Android malware BrazKing returns as a stealthier banking trojan

​The BrazKing Android banking trojan has returned with dynamic banking overlays and a new implementation trick that enables it to operate without requesting risky permissions.

A new malware sample was analyzed by IBM Trusteer researchers who found it outside the Play Store, on sites where people end up after receiving smishing (SMS) messages.

These HTTPS sites warn the prospective victim that they are using an outdated Android version and offer an APK that will allegedly update them to the latest version.

Only asking for a single permission

If the user approves "downloads from unknown sources," the malware is dropped on the device and requests access to the 'Accessibility Service'.

This permission is abused to capture screenshots and keystrokes without requesting any additional permissions that would risk raising suspicions.
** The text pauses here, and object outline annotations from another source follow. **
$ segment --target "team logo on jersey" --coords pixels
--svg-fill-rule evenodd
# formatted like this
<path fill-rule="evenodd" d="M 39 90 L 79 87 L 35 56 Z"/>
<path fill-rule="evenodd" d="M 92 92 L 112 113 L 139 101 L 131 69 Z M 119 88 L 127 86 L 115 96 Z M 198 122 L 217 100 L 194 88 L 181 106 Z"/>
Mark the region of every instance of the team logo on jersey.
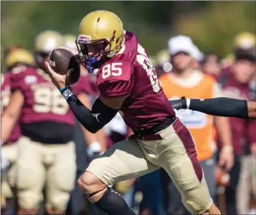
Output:
<path fill-rule="evenodd" d="M 32 84 L 37 81 L 37 77 L 34 75 L 27 75 L 25 77 L 25 83 L 27 85 Z"/>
More specifically, the accessibility service is used by BrazKing for the following malicious activity:

• Dissect the screen programmatically instead of taking screenshots in picture format. This can be done programmatically but on a non-rooted device that would require the explicit approval of the user.
• Keylogger capabilities by reading the views on the screen.
• RAT capabilities—BrazKing can manipulate the target banking application by tapping buttons or keying text in.
• Read SMS without the ‘android.permission.READ_SMS’ permission by reading text messages that appear on the screen. This can give actors access to 2FA codes.
• Read contact lists without ‘android.permission.READ_CONTACTS’ permission by reading the contacts on the “Contacts” screen.

Starting on Android 11, Google has categorized the list of installed apps as sensitive information, so any malware that attempts to fetch it is flagged by Play Protect as malicious.

This is a new problem for all banking overlaying trojans that need to determine which bank apps are installed on the infected device to serve matching login screens.

BrazKing no longer uses the 'getinstalledpackages' API request as it used to but instead uses the screen dissection feature to view what apps are installed on the infected device.

When it comes to overlaying, BrazKing now does it without the 'System_Alert_Window' permission, so it can't overlay a fake screen on top of the original app as other trojans do.

Instead, it loads the fake screen as an URL from the attacker's server in a webview window, added from within the accessibility service. This covers the app and all its windows but doesn't force an exit from it.

When detecting the login to an online bank, instead of displaying built-in overlays, the malware will now connect to the command and control server to receive the correct login overlay to display.

This dynamic overlay system makes it easier for the threat actors to steal credentials for a broader range of banks. Serving the overlays from the attacker's servers also allows them to update the login screens as necessary to coincide with changes on the legitimate banking apps or sites or add support for new banks.

Obfuscation and resistance to deletion

The new version of BrazKing protects internal resources by applying an XOR operation using a hardcoded key and then also encodes them with Base64.

Analysts can quickly reverse these steps, but they still help the malware go unnoticed when nested in the victim's device.

If the user attempts to delete the malware, it quickly taps on the 'Back' or 'Home' buttons to prevent the action.

The same trick is used when the user tries to open an antivirus app, hoping to scan and remove the malware within the security tool.

BrazKing's evolution shows that malware authors quickly adapt to deliver stealthier versions of their tools as Android's security tightens up.

The ability to snatch 2FA codes, credentials, and take screenshots without hoarding permissions makes the trojan a lot more potent than it used to be, so be very careful with APK downloads outside the Play Store.

According to the IBM report, BrazKing appears to be operated by local threat groups, as it is circulating on Portuguese-speaking websites.